# sunset beverage co.



## bubbas dad (Jul 27, 2005)

greetings from the hottest part of hades, or as we like to call it south carolina. looking for information on my latest addition. it's an embossed 7oz sunset beverage co. soda bottle. very nice and very clean. written in the middle at the front is 1st line "sunset" 2nd line "beverage co. at the back, 1st line "portland" 2nd "maine". around the base "registered" "contents  7 fl. oz." on the bottom are the numbers "r84-2  48" and a very faint triangle in the center. any info is appreciated as usual.


----------



## Ye Olde Prospector (Jul 27, 2005)

Sam Fullers Maine Bottlers Book says Sunset Beverage Co. was in Portland from 1938 to 1945 then owner went to Auburn, Maine. Some info anyway.

 Cliff


----------



## bubbas dad (Jul 27, 2005)

looking closer at the number on the bottom. it could be a 43 instead of 48. which would go along with your info. thanks for the reply.


----------



## Ye Olde Prospector (Jul 27, 2005)

Ya I wondered about that.

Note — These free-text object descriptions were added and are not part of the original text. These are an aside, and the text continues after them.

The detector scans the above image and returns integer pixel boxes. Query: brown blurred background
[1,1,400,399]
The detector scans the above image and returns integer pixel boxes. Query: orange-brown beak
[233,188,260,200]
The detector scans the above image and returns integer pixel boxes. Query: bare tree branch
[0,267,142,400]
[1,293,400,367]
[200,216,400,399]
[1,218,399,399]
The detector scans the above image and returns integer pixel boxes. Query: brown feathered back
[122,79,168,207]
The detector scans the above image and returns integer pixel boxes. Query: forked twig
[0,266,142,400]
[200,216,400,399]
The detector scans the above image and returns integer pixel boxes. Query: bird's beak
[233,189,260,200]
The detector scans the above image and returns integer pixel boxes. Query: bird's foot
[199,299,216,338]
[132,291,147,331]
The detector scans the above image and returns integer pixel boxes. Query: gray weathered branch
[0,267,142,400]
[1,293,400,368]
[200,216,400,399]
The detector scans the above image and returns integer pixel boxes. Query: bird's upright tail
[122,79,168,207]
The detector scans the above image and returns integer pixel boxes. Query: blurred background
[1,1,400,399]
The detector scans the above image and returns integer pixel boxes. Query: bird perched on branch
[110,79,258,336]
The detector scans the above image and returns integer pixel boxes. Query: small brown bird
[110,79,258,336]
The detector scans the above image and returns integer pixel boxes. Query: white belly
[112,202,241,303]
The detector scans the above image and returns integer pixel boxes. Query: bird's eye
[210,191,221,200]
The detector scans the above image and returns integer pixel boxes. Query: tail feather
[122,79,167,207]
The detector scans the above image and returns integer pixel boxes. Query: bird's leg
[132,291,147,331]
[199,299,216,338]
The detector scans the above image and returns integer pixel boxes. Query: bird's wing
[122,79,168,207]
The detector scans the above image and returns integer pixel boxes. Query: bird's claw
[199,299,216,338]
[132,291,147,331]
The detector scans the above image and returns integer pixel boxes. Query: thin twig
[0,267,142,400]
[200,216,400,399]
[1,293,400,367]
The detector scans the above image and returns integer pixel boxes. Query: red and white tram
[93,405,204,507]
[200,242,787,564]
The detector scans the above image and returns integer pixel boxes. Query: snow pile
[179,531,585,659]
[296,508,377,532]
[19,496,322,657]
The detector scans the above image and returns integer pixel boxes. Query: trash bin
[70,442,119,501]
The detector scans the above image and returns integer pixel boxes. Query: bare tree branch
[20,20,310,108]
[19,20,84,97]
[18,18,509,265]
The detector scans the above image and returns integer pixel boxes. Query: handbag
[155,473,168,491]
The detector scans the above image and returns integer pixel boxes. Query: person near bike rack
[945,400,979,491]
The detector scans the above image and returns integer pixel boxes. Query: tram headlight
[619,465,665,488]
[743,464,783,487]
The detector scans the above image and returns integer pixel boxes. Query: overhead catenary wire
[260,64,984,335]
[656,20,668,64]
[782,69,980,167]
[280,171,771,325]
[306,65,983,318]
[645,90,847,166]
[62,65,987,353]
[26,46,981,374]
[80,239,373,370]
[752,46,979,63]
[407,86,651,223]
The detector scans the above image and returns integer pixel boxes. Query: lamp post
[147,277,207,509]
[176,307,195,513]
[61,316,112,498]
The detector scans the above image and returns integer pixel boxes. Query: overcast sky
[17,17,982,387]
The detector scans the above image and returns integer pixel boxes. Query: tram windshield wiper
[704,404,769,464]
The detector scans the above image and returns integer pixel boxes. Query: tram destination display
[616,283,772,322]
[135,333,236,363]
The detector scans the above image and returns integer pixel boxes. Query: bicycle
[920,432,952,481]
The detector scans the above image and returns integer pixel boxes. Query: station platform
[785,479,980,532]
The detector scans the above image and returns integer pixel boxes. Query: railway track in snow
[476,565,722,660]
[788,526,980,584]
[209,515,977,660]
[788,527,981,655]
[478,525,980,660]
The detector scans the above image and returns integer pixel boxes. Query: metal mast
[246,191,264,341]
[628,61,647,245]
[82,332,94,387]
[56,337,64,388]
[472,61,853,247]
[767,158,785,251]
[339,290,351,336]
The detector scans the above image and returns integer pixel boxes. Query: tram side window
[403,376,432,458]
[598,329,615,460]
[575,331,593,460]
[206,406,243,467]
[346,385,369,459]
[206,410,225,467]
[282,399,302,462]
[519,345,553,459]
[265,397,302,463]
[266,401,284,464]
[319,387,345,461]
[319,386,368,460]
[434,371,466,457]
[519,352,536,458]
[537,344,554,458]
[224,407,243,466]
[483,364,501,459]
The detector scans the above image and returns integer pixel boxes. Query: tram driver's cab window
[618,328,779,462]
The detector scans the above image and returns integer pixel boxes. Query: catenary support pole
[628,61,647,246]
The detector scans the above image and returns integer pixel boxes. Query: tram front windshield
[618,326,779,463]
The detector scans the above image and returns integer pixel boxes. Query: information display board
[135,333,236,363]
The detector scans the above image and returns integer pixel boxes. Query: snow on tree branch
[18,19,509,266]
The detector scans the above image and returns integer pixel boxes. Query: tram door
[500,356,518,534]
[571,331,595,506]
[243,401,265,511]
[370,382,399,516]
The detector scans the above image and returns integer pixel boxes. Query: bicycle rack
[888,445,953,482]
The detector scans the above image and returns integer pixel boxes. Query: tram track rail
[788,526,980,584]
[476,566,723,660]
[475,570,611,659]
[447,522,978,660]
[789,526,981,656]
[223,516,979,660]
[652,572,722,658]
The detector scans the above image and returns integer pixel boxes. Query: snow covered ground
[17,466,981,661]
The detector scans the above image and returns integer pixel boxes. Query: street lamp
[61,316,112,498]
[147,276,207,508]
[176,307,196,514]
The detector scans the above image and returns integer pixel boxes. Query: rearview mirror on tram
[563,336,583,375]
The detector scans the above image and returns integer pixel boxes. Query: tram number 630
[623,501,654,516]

Sam did lots of research before he put out his book and so far it has been very accurate from what I have seen.


----------



## madman (Jul 28, 2005)

hey bd nice as always !!! you have a nice collection  we could start a museum  heres a couple i found in tennessee


----------



## madman (Jul 28, 2005)

heres the bottles from tenn


----------



## bubbas dad (Jul 28, 2005)

nice. the dr pepper looks to be about perfect.


----------